だから意識混濁で口もあきっぱなし(筋肉硬直)で
体が思うように動かなくて
両手を胸の上にあげてふるわせているけれど
目の焦点もあわせづらいけれど、
でもそれでも看護婦さんが点滴交換にくると
一生懸命そっちの方向に向こうと頑張って動いて
そしてしっかりみつめている。

胸が痛い、、、こんなに闘っている、
「壮絶な闘い」とよく言うけれど
文字通り、いや、文字以上の本当に壮絶な闘いをしている。

この姿を娘に見せるのは辛いかな、
アカオさんも見せたくないだろうし、娘が見たらショックだろうな、
と思ったけど、
夜に娘は病室に来てびっくりしていたし泣いていた。
でもしっかりアカオさんに声をかけて励ましていた。

アカオさんも娘の呼びかけに反応して
うん、うん、とうなづいていた。

そして帰り際、心配そうな娘に優しいまなざしを送っていた。
私にはアカオさんが言いたいことが解る。
言いたいけれど筋肉硬直でうまくたくさんは喋れない。
だから私が言ってあげた。

「大丈夫だよ、お父さんは大丈夫だから心配するな。
 それより子供と旦那を大切にしなさい。
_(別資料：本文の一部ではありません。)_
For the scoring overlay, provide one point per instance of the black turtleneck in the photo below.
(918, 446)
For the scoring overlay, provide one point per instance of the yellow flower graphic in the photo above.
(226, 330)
お父さんは大丈夫だから
 早く帰りなさい。
 きっとアカオさんは今そう言ってるんだと思うよ」

と言ったら、アカオさんはうなづいていた。

そして面会時間の終わりごろにはもう静かに寝ていたようなので
私達は帰ってきました。



アカオさんは本当に闘っていた。
恐ろしい病魔と、孤独と不安と。。。